Our experience shows statistically significant decrease of estimated blood loss, operative time, and low grade postoperative morbidities that can be interpreted as a crucial improvement to ensure patients’ safety. The low incidence of high grade postoperative complication, as well as the low rate of readmissions, clearly demonstrates the ability of the robotic approach to minimize surgical impact. This turned to be even more important in the context of cirrhotic patients, which is evident in our cohort where 16.7% were Child B patients. In this setting of reduced liver function and functional reserve, we can benefit from gentle manipulation on the liver, respect of the venous shunts, and limited surgical trauma [20, 21]. Moreover, the results were confirmed also among the HCC subgroup (17 patients in the first group and 18 patients in the second group, p=0.79) and a safe resection was granted achieving always a negative margin in both populations (mean 10.4 cm and 17.1 cm, median 10 cm and 11 cm, respectively, p=0.22).

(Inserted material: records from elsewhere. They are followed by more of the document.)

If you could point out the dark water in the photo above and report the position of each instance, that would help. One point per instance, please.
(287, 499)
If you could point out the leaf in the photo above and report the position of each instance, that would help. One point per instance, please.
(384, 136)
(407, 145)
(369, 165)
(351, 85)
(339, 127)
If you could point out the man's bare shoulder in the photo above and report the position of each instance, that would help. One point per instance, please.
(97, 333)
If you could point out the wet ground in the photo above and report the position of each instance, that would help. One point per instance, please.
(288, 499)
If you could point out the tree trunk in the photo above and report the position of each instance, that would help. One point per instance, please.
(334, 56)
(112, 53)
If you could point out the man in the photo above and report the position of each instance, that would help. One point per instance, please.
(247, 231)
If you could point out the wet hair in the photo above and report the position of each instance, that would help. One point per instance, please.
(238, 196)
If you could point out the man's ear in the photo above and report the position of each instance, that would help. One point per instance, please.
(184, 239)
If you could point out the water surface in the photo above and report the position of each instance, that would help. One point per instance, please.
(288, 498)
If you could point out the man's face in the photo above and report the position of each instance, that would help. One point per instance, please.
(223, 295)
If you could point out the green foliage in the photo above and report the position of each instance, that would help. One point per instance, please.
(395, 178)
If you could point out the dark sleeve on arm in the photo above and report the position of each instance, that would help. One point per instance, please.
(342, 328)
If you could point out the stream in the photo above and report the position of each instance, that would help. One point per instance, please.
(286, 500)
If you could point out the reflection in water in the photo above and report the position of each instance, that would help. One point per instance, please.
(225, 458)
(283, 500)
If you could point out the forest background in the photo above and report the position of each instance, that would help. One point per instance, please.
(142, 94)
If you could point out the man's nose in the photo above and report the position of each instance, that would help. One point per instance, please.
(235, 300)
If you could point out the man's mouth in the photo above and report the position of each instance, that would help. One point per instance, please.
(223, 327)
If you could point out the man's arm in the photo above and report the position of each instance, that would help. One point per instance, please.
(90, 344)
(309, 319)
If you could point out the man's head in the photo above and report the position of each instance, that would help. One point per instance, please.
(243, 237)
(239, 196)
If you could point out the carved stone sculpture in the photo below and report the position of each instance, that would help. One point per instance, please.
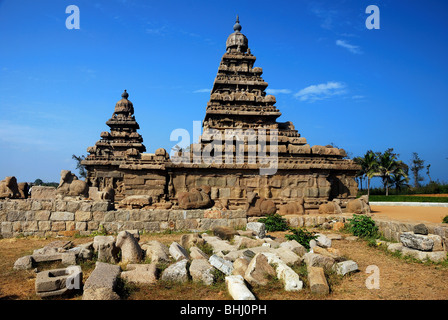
(9, 188)
(71, 186)
(195, 199)
(258, 206)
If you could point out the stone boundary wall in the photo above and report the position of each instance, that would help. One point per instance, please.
(32, 217)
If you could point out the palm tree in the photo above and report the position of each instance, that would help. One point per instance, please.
(388, 165)
(369, 167)
(400, 180)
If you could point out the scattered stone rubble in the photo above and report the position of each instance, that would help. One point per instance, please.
(419, 244)
(245, 259)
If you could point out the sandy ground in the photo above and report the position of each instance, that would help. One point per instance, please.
(429, 214)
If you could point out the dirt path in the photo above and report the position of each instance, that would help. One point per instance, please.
(429, 214)
(399, 280)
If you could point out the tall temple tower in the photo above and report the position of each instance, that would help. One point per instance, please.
(304, 175)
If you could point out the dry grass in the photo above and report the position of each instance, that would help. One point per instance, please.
(399, 279)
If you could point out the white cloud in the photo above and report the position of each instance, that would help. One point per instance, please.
(278, 91)
(205, 90)
(321, 91)
(350, 47)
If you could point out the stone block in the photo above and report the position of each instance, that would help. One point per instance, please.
(43, 193)
(176, 272)
(157, 251)
(44, 225)
(259, 270)
(238, 289)
(222, 265)
(62, 216)
(295, 247)
(102, 282)
(58, 226)
(258, 227)
(16, 216)
(201, 270)
(290, 278)
(140, 273)
(178, 252)
(42, 215)
(83, 216)
(345, 267)
(58, 281)
(318, 282)
(318, 260)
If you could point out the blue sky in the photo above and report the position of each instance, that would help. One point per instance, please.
(337, 81)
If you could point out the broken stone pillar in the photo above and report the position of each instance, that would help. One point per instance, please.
(106, 249)
(238, 289)
(318, 282)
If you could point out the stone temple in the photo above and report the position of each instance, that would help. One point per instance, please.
(244, 118)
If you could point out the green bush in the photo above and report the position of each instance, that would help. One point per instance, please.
(302, 236)
(362, 226)
(274, 223)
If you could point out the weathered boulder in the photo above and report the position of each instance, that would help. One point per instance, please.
(421, 229)
(222, 265)
(43, 193)
(359, 206)
(238, 289)
(218, 244)
(190, 240)
(156, 251)
(258, 227)
(24, 263)
(345, 267)
(131, 251)
(331, 207)
(240, 266)
(294, 246)
(176, 272)
(140, 273)
(225, 233)
(259, 270)
(323, 241)
(106, 249)
(196, 253)
(245, 242)
(416, 241)
(69, 185)
(202, 270)
(288, 256)
(328, 252)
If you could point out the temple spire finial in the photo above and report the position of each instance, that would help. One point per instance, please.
(125, 95)
(237, 27)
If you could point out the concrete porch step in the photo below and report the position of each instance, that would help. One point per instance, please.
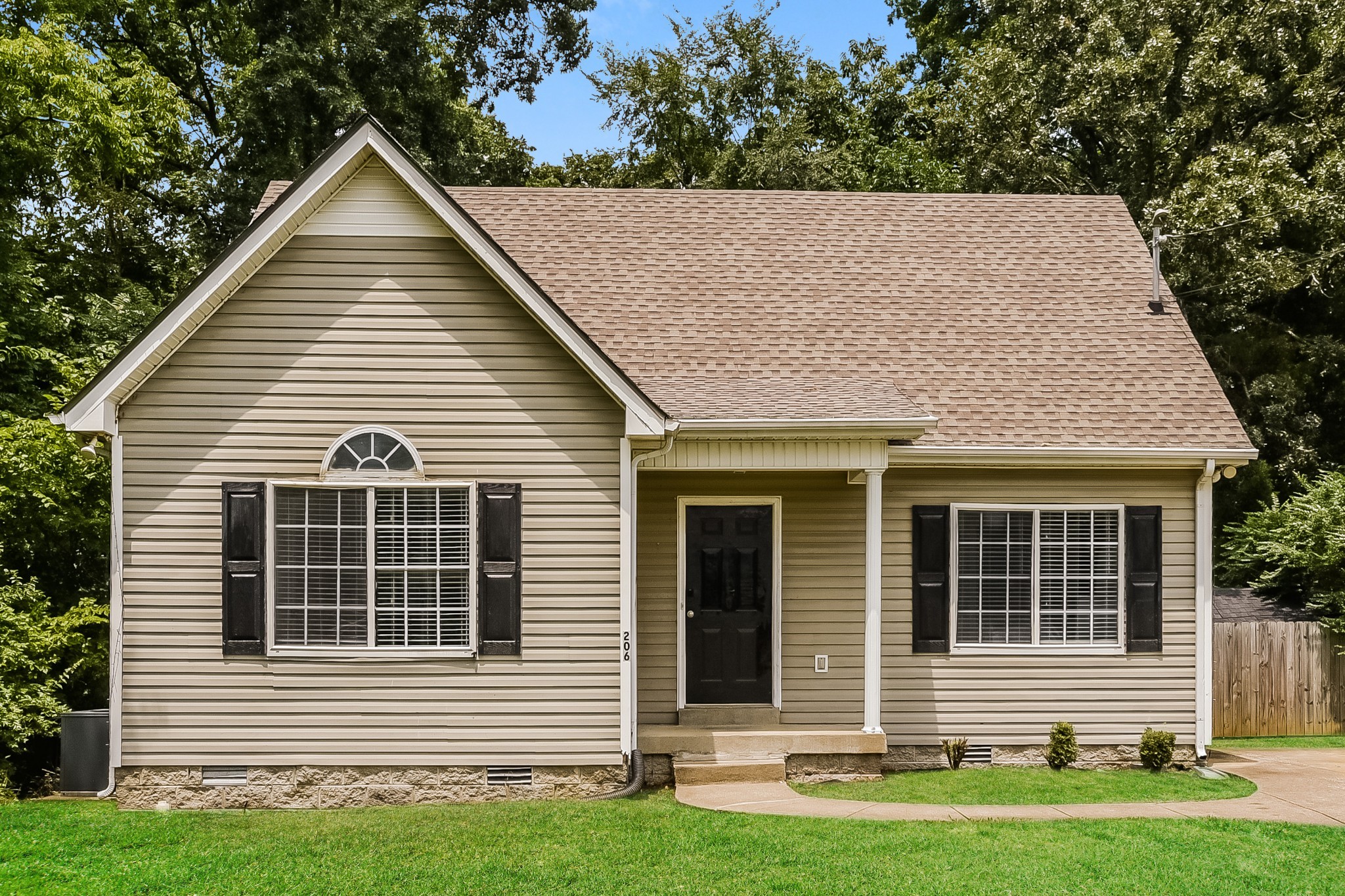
(730, 715)
(722, 770)
(693, 742)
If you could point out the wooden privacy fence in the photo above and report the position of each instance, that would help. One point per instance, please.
(1277, 677)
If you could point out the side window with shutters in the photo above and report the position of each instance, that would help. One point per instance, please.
(500, 575)
(242, 523)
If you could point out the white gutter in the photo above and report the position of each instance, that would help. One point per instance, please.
(1204, 606)
(630, 698)
(1057, 456)
(115, 614)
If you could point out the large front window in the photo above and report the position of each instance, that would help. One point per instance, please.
(373, 566)
(1038, 576)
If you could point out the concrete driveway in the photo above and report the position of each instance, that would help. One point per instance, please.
(1301, 786)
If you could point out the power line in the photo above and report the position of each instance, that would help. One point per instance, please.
(1245, 221)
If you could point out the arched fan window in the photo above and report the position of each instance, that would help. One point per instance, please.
(373, 449)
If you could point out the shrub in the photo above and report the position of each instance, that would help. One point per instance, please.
(1156, 748)
(954, 748)
(1063, 747)
(1294, 550)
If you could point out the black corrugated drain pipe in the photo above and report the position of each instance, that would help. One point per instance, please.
(636, 779)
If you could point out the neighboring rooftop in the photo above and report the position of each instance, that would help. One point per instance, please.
(1242, 605)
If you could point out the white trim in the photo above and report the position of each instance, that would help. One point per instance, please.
(116, 614)
(1204, 606)
(873, 602)
(1052, 456)
(920, 422)
(361, 430)
(776, 582)
(350, 154)
(1034, 648)
(369, 651)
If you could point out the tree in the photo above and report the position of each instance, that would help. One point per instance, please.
(1294, 550)
(1228, 114)
(735, 105)
(39, 653)
(269, 83)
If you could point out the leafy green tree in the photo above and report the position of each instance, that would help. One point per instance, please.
(272, 82)
(735, 105)
(1231, 116)
(1294, 550)
(39, 653)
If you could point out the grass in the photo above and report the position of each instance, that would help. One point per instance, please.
(646, 845)
(1269, 743)
(1009, 786)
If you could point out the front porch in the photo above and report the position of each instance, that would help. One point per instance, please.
(759, 616)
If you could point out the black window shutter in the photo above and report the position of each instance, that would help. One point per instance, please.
(500, 585)
(1143, 580)
(930, 578)
(242, 535)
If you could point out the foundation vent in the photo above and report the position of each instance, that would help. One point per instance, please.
(223, 775)
(502, 775)
(978, 754)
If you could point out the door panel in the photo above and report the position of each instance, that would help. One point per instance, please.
(730, 557)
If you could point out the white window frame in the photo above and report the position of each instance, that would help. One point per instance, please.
(350, 476)
(346, 651)
(1051, 649)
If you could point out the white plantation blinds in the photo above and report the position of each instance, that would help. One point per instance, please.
(322, 593)
(1049, 576)
(1080, 576)
(422, 567)
(373, 566)
(994, 576)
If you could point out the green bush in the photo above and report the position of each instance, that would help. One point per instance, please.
(956, 748)
(1294, 550)
(1156, 748)
(1063, 747)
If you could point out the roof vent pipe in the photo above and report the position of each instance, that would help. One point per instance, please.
(1156, 304)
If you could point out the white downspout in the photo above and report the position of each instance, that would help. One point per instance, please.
(873, 602)
(115, 613)
(630, 696)
(1204, 606)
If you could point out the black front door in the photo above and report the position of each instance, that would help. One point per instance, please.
(728, 603)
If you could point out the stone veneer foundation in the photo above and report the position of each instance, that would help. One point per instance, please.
(1090, 757)
(340, 786)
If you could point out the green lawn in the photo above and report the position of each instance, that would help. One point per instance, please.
(643, 845)
(1269, 743)
(1009, 786)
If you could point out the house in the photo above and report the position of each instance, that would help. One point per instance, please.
(432, 495)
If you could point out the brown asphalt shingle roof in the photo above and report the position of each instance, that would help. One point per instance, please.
(1017, 320)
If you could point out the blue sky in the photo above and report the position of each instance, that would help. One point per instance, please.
(565, 117)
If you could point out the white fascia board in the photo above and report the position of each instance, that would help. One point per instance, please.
(1051, 456)
(351, 152)
(508, 273)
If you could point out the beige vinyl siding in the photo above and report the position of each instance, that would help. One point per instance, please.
(399, 328)
(822, 582)
(992, 699)
(1015, 699)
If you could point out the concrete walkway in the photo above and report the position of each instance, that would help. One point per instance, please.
(1302, 786)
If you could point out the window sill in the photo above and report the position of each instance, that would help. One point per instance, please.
(1038, 651)
(372, 653)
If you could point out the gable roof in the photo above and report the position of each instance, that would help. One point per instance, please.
(93, 410)
(1015, 320)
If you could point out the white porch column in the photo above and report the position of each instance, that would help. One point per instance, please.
(873, 602)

Indication to surgery and type of resection did not differ significantly between the two periods, and the different rate of major hepatectomies is not effect of patient selection. Moreover, after stratifying patients according to the score proposed by Wakabayashi and colleagues, we found that the two populations did not differ in terms of difficulty of the procedures. That means that the improvement observed is actually due to better surgical performances. Moreover, the incidence of intermediate level of difficulty prevailed in a statistically significant fashion over the study period. It may seem surprising, but it should be kept in mind that even if it represents the beginning of the robotic activity, the surgeon performing the procedures was already skilled in HPB and minimally invasive surgery [14]. The cultural background is crucial to develop new techniques, and our results mirror the experience of our center in the management of HPB surgery and postoperative care. We may hypothesize that the learning curve of residents and fellows should be focused on the correct use of the robotic platform, starting with easier procedures to get more confident with the console and the cart. Conversely, fully trained surgeons, in high volume referral centers, can approach intermediate level procedures along with some higher level ones. In the latter scenario, we showed that significant improvements in short-term surgical outcomes can be achieved after 30 cases. The development of robotic surgery for complex operations should be encouraged, but high quality standards and an ethics-driven surgical growth must be guaranteed [21].

5. Conclusions

Robotic approach proved to be safe and effective for the surgical treatment of liver diseases. In our experience, when analyzing the effects of a “mid-term activity,” a statistically significant improvement in both intra- and postoperative outcomes can be noticed. However, more studies are needed to confirm such results outside a HPB referral center. This is crucial, in particular to develop formal credentialing protocols for both junior and senior surgeons.

Data Availability

The data used to support the findings of this study are included within the article.


This study was presented at ACS Clinical Congress 2017, October 22-26, San Diego (CA), USA.

Conflicts of Interest

The authors declare that they have no conflicts of interest.